Their mission: to determine how governments and donors can best achieve the U.N.’s Sustainable Development Goal on universal health coverage (SDG 3.8), which states that, by 2030, “all people and communities receive the quality health services they need, without financial hardship.” This is both a lofty goal and a worthy one. But in order to realistically achieve it, we must address an emerging crisis: the rising shortage of health care workers around the globe.
Training new health care workers does not have the cachet of eradicating malaria or finding a cure for cancer. But if we really want to ensure that all people have access to the quality health care they need and deserve, this is the single most important thing we should commit to achieving over the next decade.
Ahead of the meeting, UHC2030 mapped out the specific steps we must take to achieve universal health coverage. Included among them is training “a health workforce based on quality and competence, with a special focus on nurses, midwives and community health workers.” This vital frontline workforce will comprise tens of millions of new workers around the world — and if we do it sustainably, we can ensure qualified health workers for generations to come.
Unfortunately, we are currently headed in the opposite direction. By some estimates the worldwide shortage of health care workers will reach 15 million by 2030. In countries such as Syria and Venezuela, thousands of doctors and nurses have fled violence and instability. In Sierra Leone, 21% of the medical workforce died in the 2014 Ebola epidemic. And countries that boast significant numbers of trained professionals — the Philippines, for example — see many of them leave to practice elsewhere.
The World Health Organization reports that there has been a 60% rise in the number of migrant doctors and nurses working in Organisation for Economic Co-operation and Development countries over the past decade. This helps with immediate health needs in many places, but it is not a long-term, sustainable solution. We don’t necessarily need to move health care workers around the globe; we need to train more of them, everywhere.
International NGOs must see it as our duty not only to provide aid, but also to transfer skills and knowledge so that people become agents of their own good health — and their community’s health. We must focus on building health systems in every country and then training people locally — the people who know their communities best — to address their community’s health challenges.
I recently visited two hospitals in the Dominican Republic where my organization, Project HOPE, is helping train health care workers. When we first started working there, we met doctors and nurses who weren’t properly trained to identify and address stress factors in mothers and babies. They were working with a severe shortage of equipment — two or three babies crowded into one incubator, and makeshift oxygen masks crafted from water containers.
Project HOPE equips these hospitals with newborn intensive care units. But we also train doctors and nurses to utilize those NICUs to save lives, and to teach parents how to care for their children in the vital first 30 days of life. In just one year, we have seen a drop in both maternal and infant mortality.

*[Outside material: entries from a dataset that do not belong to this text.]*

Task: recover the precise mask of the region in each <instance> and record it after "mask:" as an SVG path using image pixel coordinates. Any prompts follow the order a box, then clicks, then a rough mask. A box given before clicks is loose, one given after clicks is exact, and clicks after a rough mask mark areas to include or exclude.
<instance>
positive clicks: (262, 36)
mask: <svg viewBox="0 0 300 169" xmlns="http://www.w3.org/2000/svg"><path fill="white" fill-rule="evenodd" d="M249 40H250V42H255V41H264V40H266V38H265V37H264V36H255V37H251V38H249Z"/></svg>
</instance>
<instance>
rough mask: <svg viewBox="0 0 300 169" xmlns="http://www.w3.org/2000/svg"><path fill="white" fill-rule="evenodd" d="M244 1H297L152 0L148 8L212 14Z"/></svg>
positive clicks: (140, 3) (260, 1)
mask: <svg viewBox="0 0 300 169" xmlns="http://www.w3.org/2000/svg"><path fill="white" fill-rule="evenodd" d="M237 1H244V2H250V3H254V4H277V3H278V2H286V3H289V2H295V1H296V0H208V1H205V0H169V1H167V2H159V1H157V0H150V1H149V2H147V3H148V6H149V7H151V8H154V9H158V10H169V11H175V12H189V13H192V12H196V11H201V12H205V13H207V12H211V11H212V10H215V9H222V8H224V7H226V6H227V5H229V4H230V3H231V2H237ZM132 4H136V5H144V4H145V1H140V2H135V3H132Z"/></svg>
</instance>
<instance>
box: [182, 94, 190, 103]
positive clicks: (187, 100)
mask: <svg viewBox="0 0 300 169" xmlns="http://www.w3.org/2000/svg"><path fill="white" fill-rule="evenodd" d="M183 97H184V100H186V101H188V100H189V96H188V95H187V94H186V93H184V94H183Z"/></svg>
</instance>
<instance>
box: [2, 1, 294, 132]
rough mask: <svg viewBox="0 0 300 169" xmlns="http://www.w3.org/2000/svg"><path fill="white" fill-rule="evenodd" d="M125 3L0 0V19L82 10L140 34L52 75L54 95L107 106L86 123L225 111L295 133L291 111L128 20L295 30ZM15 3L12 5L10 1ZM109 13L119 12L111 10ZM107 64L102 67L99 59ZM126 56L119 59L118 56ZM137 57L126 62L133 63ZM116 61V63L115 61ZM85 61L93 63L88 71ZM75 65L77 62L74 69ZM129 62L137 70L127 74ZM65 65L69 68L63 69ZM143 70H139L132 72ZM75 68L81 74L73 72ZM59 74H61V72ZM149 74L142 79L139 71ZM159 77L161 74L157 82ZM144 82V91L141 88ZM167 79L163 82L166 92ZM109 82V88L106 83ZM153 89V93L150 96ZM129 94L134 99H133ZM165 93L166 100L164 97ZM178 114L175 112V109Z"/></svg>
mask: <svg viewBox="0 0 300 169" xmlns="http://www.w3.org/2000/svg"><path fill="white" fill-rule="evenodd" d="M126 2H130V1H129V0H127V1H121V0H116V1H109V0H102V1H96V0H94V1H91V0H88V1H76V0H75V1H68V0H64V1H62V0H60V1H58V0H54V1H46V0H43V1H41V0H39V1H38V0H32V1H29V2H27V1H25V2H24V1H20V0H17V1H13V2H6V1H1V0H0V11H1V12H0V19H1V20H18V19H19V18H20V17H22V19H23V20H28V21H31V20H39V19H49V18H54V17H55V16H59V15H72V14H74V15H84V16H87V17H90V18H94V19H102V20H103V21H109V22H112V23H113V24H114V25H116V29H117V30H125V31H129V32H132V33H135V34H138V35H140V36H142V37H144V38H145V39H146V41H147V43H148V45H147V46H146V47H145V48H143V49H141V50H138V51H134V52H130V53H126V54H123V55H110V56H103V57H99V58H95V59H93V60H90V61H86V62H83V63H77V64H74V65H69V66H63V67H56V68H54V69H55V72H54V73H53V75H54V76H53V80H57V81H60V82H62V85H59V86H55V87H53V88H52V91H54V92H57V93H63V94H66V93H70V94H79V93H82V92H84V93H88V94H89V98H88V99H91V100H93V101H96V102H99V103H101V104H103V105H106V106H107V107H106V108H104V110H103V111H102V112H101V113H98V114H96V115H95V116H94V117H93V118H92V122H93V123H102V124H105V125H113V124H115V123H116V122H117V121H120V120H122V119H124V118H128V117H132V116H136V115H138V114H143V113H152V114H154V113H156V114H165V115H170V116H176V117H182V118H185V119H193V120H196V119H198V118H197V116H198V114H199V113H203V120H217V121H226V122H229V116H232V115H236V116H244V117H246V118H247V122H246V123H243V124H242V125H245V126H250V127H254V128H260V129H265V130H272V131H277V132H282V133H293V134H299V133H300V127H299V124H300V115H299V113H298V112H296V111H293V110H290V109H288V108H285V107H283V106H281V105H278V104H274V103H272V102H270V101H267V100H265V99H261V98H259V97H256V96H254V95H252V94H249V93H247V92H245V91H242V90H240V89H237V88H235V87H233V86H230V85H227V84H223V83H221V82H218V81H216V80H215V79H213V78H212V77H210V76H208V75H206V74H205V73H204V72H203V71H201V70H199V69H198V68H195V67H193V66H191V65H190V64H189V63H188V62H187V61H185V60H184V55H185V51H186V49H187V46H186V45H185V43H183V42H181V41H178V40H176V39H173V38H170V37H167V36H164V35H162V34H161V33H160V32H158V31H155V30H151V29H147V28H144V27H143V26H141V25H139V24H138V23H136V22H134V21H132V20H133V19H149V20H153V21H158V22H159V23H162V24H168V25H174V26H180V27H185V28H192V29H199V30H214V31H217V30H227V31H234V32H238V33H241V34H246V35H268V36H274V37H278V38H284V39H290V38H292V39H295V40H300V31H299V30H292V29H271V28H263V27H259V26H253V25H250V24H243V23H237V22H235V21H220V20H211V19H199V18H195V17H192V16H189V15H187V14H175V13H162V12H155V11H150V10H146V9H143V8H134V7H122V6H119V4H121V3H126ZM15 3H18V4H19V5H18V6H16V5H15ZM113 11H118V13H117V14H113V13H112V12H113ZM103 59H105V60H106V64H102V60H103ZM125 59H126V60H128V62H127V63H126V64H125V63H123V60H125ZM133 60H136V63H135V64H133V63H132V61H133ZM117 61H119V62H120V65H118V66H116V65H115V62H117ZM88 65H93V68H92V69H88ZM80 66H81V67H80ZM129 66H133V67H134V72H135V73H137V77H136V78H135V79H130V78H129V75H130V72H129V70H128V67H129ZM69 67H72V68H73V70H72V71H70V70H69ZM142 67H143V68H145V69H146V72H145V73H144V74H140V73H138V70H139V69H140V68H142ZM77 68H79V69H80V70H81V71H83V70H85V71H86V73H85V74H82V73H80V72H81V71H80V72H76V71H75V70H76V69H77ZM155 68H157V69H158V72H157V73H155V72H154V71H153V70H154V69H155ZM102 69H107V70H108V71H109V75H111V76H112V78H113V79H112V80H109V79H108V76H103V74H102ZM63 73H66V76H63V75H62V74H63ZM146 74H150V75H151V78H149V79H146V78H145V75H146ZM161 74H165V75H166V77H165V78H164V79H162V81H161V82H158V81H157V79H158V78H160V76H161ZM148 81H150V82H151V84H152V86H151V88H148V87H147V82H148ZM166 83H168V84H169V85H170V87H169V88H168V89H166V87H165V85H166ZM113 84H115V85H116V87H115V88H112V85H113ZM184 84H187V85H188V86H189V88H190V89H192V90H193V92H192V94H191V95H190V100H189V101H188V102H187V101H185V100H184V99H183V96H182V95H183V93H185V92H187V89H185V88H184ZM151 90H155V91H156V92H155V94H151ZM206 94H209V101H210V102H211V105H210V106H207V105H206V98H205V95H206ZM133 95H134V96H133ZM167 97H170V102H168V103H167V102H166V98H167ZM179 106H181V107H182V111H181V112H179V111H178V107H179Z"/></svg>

This is just one example of how training health care workers to provide care in their own communities can have an enormous impact. In Mali, an initiative to provide free door-to-door health care visits for pregnant mothers and young children has contributed to a dramatic drop in child mortality rates. And governments from Ethiopia to Malawi have made dedicated commitments to increasing the number of local health care workers in their countries.
Spending donor dollars on training workers has an exponentially greater impact than spending money directly on treatment, because these workers will go on to provide care in their communities for many years to come — and they will also train others. It means better health outcomes, stronger communities, increased economic growth, and greater empowerment for women, who make up much of the world’s health workforce. Indeed, the High-Level Commission on Health Employment and Economic Growth asserts a return on investment in health at a ratio of 9:1.
Consider Africa, where on parts of the continent children can contract malaria as many as seven times per year. Unable to send their children to school, parents miss up to five days of work every time their child gets the infection. For many people, these missed workdays may mean the difference between feeding their families, or their children going hungry. A trained workforce of local doctors and nurses can treat those patients immediately and create a positive ripple effect in their community. Moreover, considering that two-thirds of health care workers worldwide are women, more training also means increased potential for more women to earn a living and support their families.
For all of these reasons, we need governments and donors to commit to a Marshall Plan for training health care workers across the globe. In the same way the Marshall Plan spurred European recovery following World War II, we must see a global health workforce as an investment worth championing.
All U.N. member countries have already committed to achieving universal health coverage by 2030. Yet to date, the approach to tackling this issue has been disjointed. Certainly there is important work being done, but it is too sporadic and not well coordinated. It is usually based on a donor being exposed to one issue in one country and committing to addressing that issue.
Instead, we need a coordinated global effort to train health care workers and expand their knowledge and skills, especially nurses, midwives, and community health workers who can play a vital role in diagnosing and treating illnesses in places where doctors are few.
When the high-level U.N. meeting wraps, I hope to see specific commitments about how many health care workers will be trained over the next decade, and how this vital mission will be funded. Addressing this shortage is the most pressing public health challenge facing the world today. It is high time for all of us to rise to it.